Xu Feng, Zhu Wuyi
Department of Physical Education, Bengbu University, Bengbu 233030, China.
Department of Physical Education, Hefei University of Technology, Hefei 230009, China.
SLAS Technol. 2024 Aug;29(4):100138. doi: 10.1016/j.slast.2024.100138. Epub 2024 Apr 30.
This research presents a novel method for objectively evaluating college badminton players' physical function levels. It examines current evaluation methods before proposing a novel model that combines Particle Swarm Optimization (PSO) with Backpropagation (BP) neural networks and data mining. The model establishes an evaluation index system that considers physical form, function, quality, and neural mechanisms. The study uses PSO-BP neural networks to adjust indicator weights for more accurate ratings. This recurrent improvement reduces errors while increasing prediction ability, resulting in accurate assessments of athletes' physical talents and neurological insights. The model's efficiency is proved by low mistakes and high accuracy results, which are critical for training optimization and injury avoidance. The combination of PSO optimization and BP neural networks offers robustness across various athlete profiles and training scenarios. This method improves physical function evaluation in badminton and has wider implications for sports science and performance analytics. This study uses bio-inspired computing and machine learning to emphasize the relevance of data-driven techniques in enhancing athlete assessments for better training outcomes and general well-being.

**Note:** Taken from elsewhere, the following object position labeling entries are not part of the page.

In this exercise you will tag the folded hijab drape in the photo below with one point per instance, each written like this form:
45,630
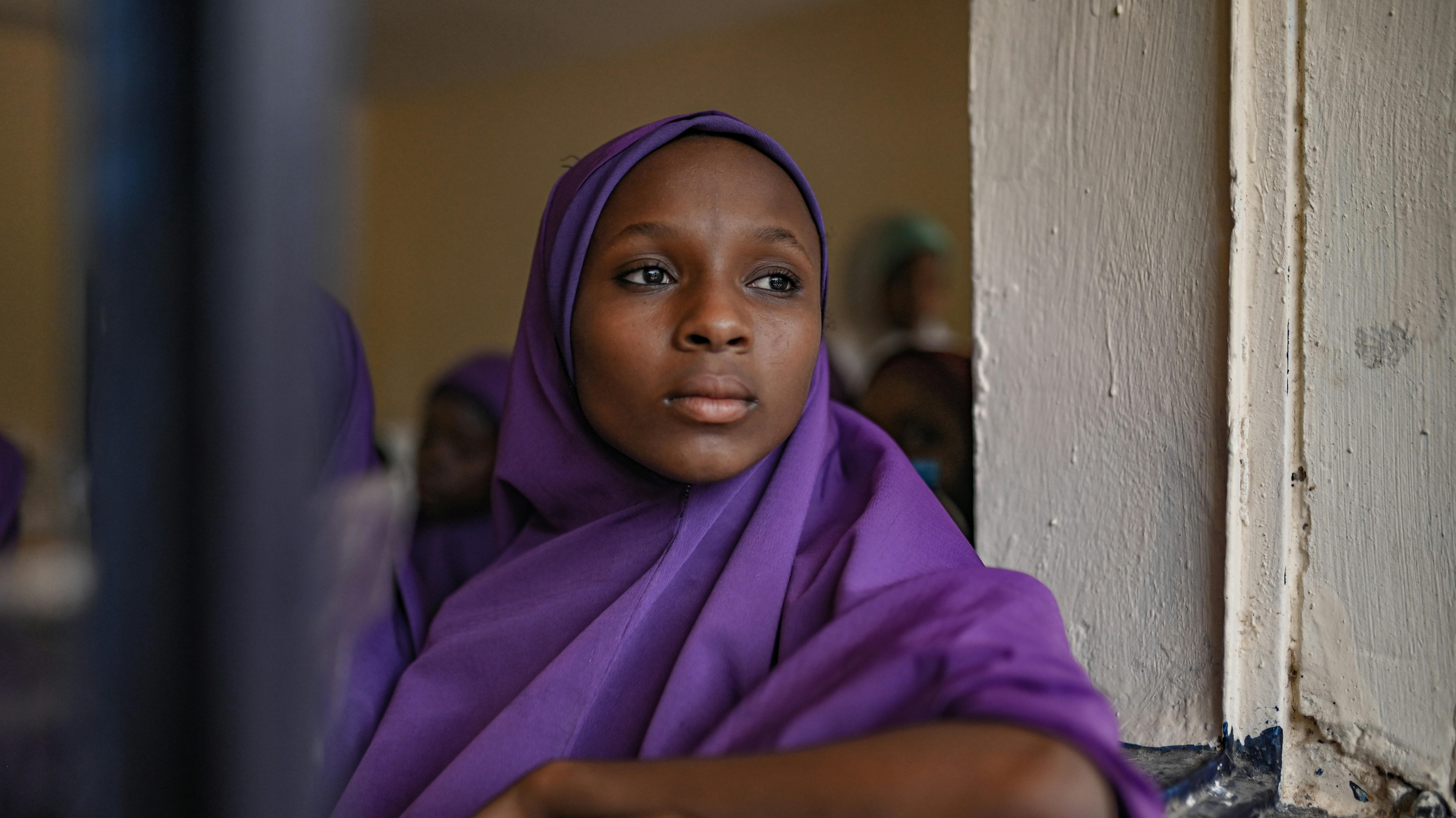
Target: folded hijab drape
816,597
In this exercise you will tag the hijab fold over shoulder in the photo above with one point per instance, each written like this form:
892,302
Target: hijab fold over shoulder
819,596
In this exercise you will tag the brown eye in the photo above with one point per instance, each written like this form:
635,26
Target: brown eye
775,283
650,276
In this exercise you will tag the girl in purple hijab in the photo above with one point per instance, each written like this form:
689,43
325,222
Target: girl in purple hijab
453,539
720,593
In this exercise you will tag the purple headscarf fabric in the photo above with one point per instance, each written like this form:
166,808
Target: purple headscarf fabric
483,378
349,397
816,597
12,485
442,557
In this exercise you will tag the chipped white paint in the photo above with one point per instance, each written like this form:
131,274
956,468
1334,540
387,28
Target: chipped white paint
1378,650
1266,497
1097,260
1101,233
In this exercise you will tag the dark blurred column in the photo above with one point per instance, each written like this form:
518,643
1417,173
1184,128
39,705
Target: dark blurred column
216,153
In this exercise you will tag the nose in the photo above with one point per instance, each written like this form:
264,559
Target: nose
714,318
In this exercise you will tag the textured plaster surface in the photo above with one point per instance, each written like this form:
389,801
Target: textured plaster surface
1377,653
1101,237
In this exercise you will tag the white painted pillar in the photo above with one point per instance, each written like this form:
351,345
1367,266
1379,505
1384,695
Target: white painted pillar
1100,248
1237,472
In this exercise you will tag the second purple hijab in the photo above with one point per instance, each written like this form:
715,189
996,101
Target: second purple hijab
820,596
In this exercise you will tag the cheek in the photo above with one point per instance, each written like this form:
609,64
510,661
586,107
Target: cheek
790,349
615,347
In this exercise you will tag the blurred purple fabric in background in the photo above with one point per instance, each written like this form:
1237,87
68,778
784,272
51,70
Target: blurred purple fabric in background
442,557
483,378
12,487
349,401
816,597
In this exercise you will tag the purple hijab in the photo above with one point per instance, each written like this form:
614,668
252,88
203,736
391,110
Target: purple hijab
820,596
349,397
442,558
12,485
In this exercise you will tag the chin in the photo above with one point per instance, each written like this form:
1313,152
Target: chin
707,466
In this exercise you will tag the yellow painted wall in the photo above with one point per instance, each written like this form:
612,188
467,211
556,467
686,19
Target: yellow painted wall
870,98
33,270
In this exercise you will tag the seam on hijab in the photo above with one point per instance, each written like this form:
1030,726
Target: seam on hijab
631,619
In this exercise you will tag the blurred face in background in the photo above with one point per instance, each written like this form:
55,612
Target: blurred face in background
914,292
928,415
456,456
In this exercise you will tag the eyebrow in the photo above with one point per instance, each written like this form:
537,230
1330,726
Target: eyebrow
772,235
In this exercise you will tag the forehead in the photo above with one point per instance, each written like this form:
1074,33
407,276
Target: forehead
710,177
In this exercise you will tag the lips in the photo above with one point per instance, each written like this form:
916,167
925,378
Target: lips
713,399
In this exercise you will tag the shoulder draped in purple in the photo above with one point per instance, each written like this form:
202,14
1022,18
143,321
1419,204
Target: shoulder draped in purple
819,596
12,485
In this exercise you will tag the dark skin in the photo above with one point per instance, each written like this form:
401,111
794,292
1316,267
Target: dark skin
707,321
456,459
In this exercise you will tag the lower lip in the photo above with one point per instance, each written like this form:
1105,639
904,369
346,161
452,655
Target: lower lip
711,410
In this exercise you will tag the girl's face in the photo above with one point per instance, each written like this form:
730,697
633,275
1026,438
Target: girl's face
697,324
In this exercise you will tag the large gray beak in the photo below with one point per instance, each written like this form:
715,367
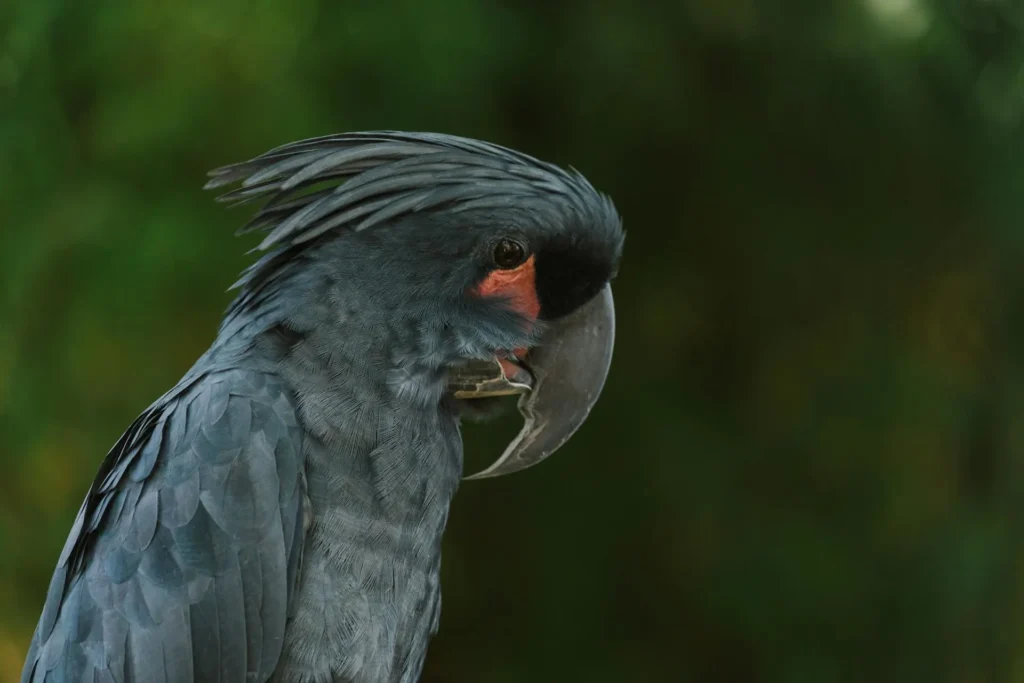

本研究提出了一种客观评估大学生羽毛球运动员身体机能水平的新方法。在提出一种将粒子群优化(PSO)与反向传播(BP)神经网络及数据挖掘相结合的新模型之前,先对当前的评估方法进行了考察。该模型建立了一个考虑身体形态、机能、素质和神经机制的评估指标体系。本研究使用PSO-BP神经网络来调整指标权重,以获得更准确的评分。这种反复改进减少了误差,同时提高了预测能力,从而能够准确评估运动员的身体天赋并洞察其神经状况。该模型的高效性体现在低错误率和高精度的结果上,这对于训练优化和避免受伤至关重要。PSO优化与BP神经网络的结合在各种运动员概况和训练场景中都具有稳健性。这种方法改进了羽毛球运动中的身体机能评估,对体育科学和成绩分析具有更广泛的意义。本研究采用受生物启发的计算和机器学习方法,强调了数据驱动技术在加强运动员评估以实现更好的训练效果和总体健康方面的相关性。